Rapid advancements of large language models (LLMs) have enabled the processing, understanding, and generation of human-like text, with increasing integration into systems that touch our social sphere. Despite this success, these models can learn, perpetuate, and amplify harmful social biases. In this paper, we present a comprehensive survey of bias evaluation and mitigation techniques for LLMs. We first consolidate, formalize, and expand notions of social bias and fairness in natural language processing, defining distinct facets of harm and introducing several desiderata to operationalize fairness for LLMs. We then unify the literature by proposing three intuitive taxonomies, two for bias evaluation, namely metrics and datasets, and one for mitigation. Our first taxonomy of metrics for bias evaluation disambiguates the relationship between metrics and evaluation datasets, and organizes metrics by the different levels at which they operate in a model: embeddings, probabilities, and generated text. Our second taxonomy of datasets for bias evaluation categorizes datasets by their structure as counterfactual inputs or prompts, and identifies the targeted harms and social groups; we also release a consolidation of publicly-available datasets for improved access. Our third taxonomy of techniques for bias mitigation classifies methods by their intervention during pre-processing, in-training, intra-processing, and post-processing, with granular subcategories that elucidate research trends. Finally, we identify open problems and challenges for future work. Synthesizing a wide range of recent research, we aim to provide a clear guide of the existing literature that empowers researchers and practitioners to better understand and prevent the propagation of bias in LLMs.
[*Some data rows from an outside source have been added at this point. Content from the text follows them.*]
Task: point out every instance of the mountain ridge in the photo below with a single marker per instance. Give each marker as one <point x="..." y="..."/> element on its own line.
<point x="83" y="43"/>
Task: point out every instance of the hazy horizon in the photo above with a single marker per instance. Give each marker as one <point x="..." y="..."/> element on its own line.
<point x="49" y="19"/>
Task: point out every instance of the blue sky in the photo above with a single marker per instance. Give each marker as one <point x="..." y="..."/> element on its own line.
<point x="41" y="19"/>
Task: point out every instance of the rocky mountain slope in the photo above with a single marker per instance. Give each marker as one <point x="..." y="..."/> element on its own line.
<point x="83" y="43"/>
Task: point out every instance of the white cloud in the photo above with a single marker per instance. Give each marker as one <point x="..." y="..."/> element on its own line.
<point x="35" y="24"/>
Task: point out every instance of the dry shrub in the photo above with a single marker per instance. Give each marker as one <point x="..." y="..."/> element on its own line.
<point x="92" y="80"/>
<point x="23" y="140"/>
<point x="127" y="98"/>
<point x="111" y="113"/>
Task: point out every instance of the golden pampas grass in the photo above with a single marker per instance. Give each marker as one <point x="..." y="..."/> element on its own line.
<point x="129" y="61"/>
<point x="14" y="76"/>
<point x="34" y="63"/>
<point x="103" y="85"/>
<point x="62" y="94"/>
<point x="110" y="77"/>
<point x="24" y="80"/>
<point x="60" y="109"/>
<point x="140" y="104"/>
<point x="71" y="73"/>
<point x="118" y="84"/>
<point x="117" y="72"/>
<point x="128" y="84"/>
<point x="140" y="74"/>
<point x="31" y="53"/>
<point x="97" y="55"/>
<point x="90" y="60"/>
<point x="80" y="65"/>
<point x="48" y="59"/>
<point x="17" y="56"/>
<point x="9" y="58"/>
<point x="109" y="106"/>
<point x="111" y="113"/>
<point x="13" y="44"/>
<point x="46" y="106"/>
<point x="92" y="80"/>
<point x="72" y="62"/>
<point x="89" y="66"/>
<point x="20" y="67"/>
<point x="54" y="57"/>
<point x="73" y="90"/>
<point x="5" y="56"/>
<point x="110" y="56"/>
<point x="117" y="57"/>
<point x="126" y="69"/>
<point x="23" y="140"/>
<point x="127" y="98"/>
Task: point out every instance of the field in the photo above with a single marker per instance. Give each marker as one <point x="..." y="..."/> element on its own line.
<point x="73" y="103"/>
翻译：大语言模型（LLMs）的快速发展使其能够处理、理解并生成类人文本，并日益融入影响社会领域的各类系统。尽管取得了这些成就，这些模型仍可能学习、延续并放大有害的社会偏见。本文针对大语言模型的偏见评估与缓解技术进行了全面综述。我们首先对自然语言处理中的社会偏见与公平性概念进行了整合、形式化与拓展，界定了不同维度的危害，并提出了若干用于实现大语言模型公平性的理想准则。随后，我们通过提出三种直观的分类法来统一现有文献：其中两种针对偏见评估（即评估指标与数据集），另一种针对偏见缓解。第一套针对偏见评估指标的分类法厘清了指标与评估数据集之间的关系，并依据指标在模型中的操作层级（嵌入层、概率层与生成文本层）进行组织。第二套针对偏见评估数据集的分类法依据数据结构（反事实输入或提示）进行分类，明确了所针对的危害类型与社会群体；同时我们发布了公开数据集的整合资源以提升可访问性。第三套针对偏见缓解技术的分类法依据干预阶段（预处理、训练中、处理中与后处理）对方法进行归类，并通过细粒度子类别阐明研究趋势。最后，我们指出了未来研究中存在的开放性问题与挑战。通过综合梳理近年来的广泛研究，本文旨在为现有文献提供清晰的指引，助力研究者与实践者更好地理解并预防大语言模型中偏见的传播。